Но Этьен уже продолжал, и голос его изменился. Теперь говорил не секретарь организации, а предводитель масс, апостол, возвещавший истину. Неужели найдутся трусы, способные изменить своему слову? Как? Напрасно страдать целый месяц, чтобы с повинной головой вернуться в шахты, и вновь начать то же нищенское существование! Не лучше ли, хотя бы ценой жизни, сбросить гнет капитала, который измором берет рабочих? Как, смириться перед голодом, пока он вновь не возмутит даже самых робких? Нет, с этой бессмыслицей надо покончить… И Этьен повел речь об эксплуатируемых шахтерах, которые на своих плечах выносят последствия кризисов, вынуждены голодать, когда конкуренция заставляет хозяев снижать себестоимость. Нет, тариф на крепления неприемлем, за этим скрывается простой расчет, попытка украсть у каждого из них целый час рабочего дня. Это слишком, настало время для обездоленных, доведенных до крайности, требовать справедливости.
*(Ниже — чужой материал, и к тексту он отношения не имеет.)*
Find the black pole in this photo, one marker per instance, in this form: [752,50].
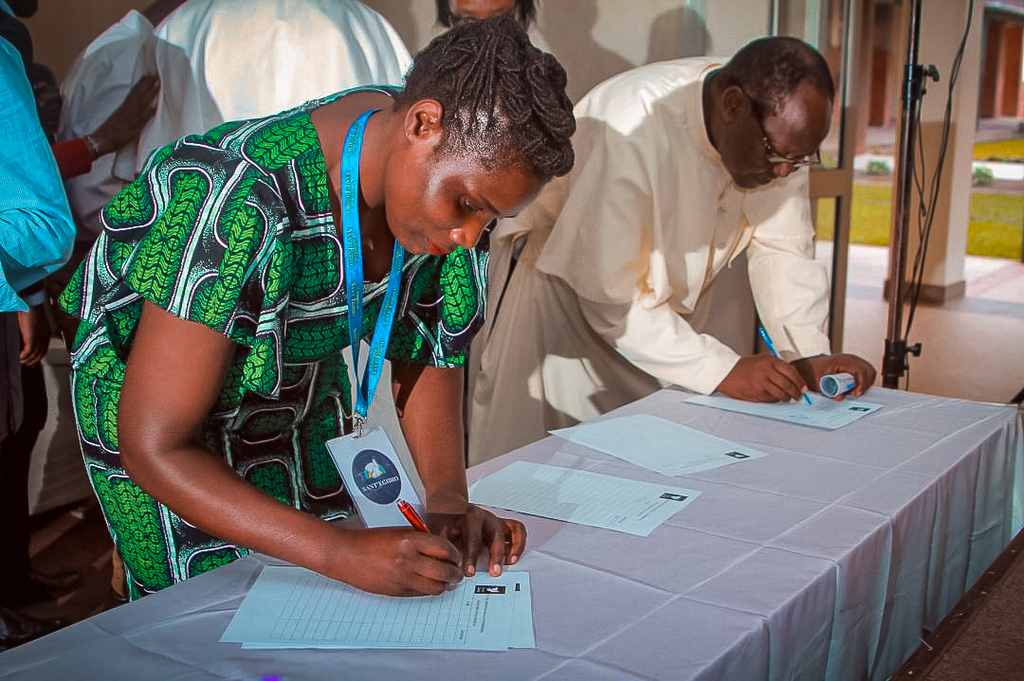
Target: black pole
[894,360]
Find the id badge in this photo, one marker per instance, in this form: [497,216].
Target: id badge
[375,477]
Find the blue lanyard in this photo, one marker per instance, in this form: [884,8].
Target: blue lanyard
[366,387]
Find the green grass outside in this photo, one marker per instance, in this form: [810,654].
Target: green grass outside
[995,224]
[994,228]
[1007,151]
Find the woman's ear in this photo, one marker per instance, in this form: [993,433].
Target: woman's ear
[423,120]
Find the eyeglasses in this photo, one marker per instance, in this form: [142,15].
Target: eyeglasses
[776,159]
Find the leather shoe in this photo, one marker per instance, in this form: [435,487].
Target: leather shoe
[16,628]
[39,587]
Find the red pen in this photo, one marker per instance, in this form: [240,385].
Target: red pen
[411,515]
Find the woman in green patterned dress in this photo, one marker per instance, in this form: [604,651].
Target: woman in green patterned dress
[208,372]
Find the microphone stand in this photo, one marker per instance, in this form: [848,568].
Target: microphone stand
[894,362]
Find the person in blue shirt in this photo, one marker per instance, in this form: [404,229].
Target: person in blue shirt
[36,237]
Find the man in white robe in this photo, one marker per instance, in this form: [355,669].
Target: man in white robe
[229,59]
[681,166]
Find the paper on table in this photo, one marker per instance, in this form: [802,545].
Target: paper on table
[657,444]
[581,497]
[823,413]
[290,607]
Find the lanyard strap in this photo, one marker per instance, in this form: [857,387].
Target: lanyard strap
[366,387]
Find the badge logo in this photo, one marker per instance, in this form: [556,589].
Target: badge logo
[377,476]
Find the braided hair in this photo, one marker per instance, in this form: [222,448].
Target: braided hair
[769,70]
[504,99]
[525,12]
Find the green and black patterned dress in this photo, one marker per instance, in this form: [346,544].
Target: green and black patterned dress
[233,229]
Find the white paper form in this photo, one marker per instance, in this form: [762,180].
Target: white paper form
[657,444]
[823,413]
[290,607]
[581,497]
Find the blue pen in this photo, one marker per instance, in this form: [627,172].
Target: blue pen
[774,353]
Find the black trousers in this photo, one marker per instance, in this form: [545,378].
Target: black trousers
[15,453]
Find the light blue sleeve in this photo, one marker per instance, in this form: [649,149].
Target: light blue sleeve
[36,227]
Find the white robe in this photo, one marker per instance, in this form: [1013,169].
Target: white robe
[229,59]
[608,299]
[96,84]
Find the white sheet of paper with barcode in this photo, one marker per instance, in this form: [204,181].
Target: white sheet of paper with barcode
[581,497]
[291,606]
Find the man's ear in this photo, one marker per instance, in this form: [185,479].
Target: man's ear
[423,121]
[734,102]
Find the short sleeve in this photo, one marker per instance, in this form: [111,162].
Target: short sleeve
[443,309]
[201,236]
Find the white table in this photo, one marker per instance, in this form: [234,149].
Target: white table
[825,559]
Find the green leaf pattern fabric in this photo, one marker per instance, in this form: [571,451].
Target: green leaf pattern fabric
[233,229]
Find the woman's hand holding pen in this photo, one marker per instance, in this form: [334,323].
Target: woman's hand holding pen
[763,378]
[395,561]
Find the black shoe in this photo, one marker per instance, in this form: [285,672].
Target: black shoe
[16,629]
[38,587]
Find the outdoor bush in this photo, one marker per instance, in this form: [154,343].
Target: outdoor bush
[878,168]
[982,176]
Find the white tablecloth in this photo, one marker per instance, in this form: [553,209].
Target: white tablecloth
[827,559]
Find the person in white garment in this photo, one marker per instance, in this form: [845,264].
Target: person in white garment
[597,290]
[95,85]
[231,59]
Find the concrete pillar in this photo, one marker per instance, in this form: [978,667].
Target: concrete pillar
[941,27]
[1013,41]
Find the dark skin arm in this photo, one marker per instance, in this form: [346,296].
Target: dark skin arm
[429,405]
[762,378]
[173,376]
[812,369]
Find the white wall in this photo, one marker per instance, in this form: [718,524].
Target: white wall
[595,39]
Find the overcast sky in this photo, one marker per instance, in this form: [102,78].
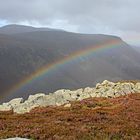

Он замолчал и стоял, подняв руки. При слове «справедливость» толпа всколыхнулась, и раздались рукоплескания, прокатившиеся, как шорох сухих листьев. Слышались голоса:

— Справедливость!.. Давно пора добиться справедливости!..

Постепенно Этьен разгорячился. Он не умел говорить гладко, с такой же легкостью, как Раснер. Часто ему не хватало слов, он с трудом строил фразы, помогая себе жестикуляцией. Но вместе с тем иногда неожиданно находил сильные образы, захватывавшие слушателей; а его жесты человека, работавшего на стройке, привычка прижимать к телу локти, а затем внезапно выбрасывать вперед кулаки, выдвинутая, словно готовая укусить, челюсть всегда производили на товарищей неотразимое впечатление. Все считали, что хоть он и невелик ростом, зато умеет заставить себя слушать.

— Наемный труд — новая форма рабства, — продолжал Этьен взволнованным голосом. — Шахта должна принадлежать шахтеру, как море принадлежит рыбаку, а земля — крестьянину… Слышите?.. Шахта принадлежит вам, всем вам, кто целый век расплачивается за нее потом и кровью!